Not content with creating through its incompetent policies a generation of 18-24s who do not work and are not engaged in any form of education or training, the Government has denied 10,000s of young people the opportunity to go to university at the height of a recession. As my favourite newspaper The Guardian rightly points out,

University admissions tutors said they had been forced to reject thousands of “exceptional” students with clutches of A and B grades because they had no more space.

By midday yesterday, 5,205 students who had missed their grades or not previously received offers had secured a university place. This is almost 2,000 more than this time last year and accounts for about a quarter of all the 22,000 places that were available in clearing.

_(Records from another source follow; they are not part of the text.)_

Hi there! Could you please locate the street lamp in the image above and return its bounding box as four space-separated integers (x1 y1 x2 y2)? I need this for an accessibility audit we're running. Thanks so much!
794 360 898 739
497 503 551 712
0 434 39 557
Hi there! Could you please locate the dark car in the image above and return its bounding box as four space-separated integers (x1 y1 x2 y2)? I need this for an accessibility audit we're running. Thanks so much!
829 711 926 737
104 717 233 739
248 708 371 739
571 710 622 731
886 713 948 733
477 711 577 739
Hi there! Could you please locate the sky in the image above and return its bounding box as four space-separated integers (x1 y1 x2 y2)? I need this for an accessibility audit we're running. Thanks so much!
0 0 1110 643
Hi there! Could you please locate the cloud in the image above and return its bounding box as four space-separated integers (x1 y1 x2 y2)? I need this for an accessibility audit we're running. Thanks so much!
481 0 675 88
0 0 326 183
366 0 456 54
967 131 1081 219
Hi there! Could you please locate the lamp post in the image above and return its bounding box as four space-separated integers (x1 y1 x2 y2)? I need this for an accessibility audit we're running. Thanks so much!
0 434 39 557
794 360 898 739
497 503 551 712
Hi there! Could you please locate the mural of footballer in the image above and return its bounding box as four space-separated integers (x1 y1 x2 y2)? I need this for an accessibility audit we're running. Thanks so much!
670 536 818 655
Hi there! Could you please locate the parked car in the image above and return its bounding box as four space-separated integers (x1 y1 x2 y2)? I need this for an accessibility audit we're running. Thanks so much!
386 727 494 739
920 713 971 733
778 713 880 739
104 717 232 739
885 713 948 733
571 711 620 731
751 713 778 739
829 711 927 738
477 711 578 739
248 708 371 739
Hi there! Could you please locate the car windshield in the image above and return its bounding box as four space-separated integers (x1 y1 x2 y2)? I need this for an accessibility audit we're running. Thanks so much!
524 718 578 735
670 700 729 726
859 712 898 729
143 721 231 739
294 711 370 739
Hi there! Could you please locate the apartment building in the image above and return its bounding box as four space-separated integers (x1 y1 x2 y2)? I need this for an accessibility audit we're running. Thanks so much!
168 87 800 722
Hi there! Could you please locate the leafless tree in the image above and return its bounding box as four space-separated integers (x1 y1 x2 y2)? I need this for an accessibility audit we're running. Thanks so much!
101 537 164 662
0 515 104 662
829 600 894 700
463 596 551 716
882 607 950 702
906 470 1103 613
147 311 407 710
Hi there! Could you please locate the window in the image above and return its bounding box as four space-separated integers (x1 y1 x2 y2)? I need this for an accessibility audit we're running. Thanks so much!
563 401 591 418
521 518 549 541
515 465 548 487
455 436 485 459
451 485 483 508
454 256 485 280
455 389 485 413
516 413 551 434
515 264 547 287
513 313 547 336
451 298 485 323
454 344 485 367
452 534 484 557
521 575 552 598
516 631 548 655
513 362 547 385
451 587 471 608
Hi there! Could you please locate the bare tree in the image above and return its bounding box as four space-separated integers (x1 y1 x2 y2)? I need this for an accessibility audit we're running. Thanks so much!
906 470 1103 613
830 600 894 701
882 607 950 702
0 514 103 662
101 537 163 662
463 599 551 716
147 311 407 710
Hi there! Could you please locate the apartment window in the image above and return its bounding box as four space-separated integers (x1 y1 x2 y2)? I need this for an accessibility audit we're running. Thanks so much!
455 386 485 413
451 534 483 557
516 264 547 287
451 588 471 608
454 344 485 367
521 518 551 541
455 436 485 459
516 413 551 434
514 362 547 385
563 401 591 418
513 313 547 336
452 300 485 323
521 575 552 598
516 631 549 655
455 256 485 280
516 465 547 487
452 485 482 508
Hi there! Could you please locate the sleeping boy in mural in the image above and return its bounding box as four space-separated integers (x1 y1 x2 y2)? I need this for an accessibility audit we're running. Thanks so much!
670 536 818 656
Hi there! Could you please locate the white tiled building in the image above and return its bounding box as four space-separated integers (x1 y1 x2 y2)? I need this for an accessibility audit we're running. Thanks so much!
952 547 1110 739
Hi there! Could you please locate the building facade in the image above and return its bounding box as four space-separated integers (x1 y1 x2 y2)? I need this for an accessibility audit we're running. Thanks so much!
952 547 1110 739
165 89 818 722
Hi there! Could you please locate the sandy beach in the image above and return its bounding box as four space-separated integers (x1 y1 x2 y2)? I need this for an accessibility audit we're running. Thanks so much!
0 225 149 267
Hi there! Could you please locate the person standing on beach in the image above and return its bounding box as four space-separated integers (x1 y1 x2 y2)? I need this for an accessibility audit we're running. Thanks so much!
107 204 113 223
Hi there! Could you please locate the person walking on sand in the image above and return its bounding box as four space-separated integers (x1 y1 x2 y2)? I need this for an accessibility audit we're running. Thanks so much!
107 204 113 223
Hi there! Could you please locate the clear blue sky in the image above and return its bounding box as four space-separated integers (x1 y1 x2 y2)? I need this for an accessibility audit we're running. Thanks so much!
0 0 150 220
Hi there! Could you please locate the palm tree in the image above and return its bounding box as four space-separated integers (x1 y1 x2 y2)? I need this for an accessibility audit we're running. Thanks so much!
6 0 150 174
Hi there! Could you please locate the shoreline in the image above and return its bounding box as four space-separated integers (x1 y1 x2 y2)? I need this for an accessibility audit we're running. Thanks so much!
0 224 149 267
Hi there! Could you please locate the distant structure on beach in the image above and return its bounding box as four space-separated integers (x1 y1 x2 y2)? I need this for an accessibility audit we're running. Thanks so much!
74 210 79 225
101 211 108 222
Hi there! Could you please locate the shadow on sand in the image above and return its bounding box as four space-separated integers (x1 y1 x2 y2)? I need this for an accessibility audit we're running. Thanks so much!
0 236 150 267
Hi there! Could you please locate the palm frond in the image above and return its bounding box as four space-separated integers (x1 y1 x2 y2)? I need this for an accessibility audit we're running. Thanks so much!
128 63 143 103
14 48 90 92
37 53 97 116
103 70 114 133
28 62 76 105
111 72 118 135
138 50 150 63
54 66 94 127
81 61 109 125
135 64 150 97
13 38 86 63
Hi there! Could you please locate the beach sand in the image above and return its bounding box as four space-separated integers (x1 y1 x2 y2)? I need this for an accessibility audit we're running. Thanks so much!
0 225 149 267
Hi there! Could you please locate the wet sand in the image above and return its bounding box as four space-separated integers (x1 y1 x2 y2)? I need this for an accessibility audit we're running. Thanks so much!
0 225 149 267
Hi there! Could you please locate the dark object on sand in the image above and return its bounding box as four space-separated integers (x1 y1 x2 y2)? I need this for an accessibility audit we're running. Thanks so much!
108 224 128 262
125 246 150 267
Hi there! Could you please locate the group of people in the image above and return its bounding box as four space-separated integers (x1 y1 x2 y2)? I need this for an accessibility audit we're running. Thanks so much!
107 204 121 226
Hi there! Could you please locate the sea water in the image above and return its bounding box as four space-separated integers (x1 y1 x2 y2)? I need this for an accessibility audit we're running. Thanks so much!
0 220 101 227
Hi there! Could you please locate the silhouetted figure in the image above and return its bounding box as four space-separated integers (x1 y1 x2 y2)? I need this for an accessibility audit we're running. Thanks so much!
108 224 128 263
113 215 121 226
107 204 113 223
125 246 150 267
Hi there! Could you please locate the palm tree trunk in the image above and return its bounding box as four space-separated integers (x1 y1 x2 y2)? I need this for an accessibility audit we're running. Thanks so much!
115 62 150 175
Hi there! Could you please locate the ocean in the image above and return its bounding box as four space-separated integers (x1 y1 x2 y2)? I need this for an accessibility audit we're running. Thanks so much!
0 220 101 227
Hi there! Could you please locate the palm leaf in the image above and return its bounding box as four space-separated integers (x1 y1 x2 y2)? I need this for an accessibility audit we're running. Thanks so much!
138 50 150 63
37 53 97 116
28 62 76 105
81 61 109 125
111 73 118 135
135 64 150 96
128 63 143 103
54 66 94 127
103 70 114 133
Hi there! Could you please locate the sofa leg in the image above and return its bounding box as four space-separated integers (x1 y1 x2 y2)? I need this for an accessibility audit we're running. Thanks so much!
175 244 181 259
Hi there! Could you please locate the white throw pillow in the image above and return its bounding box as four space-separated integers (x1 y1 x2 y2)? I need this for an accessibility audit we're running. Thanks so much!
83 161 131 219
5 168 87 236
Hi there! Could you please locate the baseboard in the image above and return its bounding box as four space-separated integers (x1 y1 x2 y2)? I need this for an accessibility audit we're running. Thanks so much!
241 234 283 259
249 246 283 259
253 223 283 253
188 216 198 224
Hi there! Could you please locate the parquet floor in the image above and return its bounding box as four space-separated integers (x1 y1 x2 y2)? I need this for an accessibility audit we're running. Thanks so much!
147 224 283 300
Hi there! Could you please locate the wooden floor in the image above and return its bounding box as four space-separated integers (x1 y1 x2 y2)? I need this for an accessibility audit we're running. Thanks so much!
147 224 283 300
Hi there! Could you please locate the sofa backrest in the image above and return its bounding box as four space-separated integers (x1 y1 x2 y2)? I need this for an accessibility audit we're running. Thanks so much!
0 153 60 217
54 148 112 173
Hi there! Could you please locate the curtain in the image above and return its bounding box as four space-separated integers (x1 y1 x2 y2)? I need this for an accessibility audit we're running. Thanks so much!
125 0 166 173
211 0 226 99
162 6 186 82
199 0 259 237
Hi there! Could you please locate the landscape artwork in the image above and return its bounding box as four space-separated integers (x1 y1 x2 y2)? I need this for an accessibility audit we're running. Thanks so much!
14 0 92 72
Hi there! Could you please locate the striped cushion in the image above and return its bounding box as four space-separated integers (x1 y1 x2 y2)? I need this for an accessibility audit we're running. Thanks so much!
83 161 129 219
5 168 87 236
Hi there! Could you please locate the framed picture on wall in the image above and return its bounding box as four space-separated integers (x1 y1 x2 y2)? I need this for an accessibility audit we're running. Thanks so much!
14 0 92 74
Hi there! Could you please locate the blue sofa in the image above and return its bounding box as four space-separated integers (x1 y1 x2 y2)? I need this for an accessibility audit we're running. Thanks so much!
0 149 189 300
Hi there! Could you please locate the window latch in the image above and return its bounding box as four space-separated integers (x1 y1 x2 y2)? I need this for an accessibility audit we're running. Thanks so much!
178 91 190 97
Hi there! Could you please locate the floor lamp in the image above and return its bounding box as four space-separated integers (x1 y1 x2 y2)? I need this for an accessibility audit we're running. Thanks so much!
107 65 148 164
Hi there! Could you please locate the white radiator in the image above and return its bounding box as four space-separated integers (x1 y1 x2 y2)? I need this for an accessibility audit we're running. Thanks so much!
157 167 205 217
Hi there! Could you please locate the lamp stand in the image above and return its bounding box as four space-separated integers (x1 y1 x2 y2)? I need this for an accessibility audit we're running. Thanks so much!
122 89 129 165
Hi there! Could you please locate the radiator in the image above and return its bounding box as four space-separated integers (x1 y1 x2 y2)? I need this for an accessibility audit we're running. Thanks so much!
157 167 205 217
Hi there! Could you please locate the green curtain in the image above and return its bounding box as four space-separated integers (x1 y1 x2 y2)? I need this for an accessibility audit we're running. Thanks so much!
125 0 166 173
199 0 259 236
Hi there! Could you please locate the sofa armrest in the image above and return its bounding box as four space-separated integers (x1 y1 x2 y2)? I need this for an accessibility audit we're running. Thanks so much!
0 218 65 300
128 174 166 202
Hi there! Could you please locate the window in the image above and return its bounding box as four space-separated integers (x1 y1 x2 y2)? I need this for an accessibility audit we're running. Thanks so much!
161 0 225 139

At peak times, more than six students were battling for every place. On Thursday, when students opened their A-level results, the university admissions service, Ucas, took 18 calls each minute and had more than a million hits on its website.

While 377,658 students had confirmed their places yesterday, more than 140,000 were still seeking courses – 26,621 more than at the same time last year.

No vacancies: Birmingham, Bristol, Cardiff, Warwick, Leicester, Nottingham, York, Edinburgh, Imperial, Oxford, Cambridge, University College London, Loughborough, Surrey and St Andrews

This fiasco truly breaks my heart; there are tears in my eyes as I write this. But for the grace of God, I too could have been one of those refused a university place and denied the ladder of opportunity that university offers.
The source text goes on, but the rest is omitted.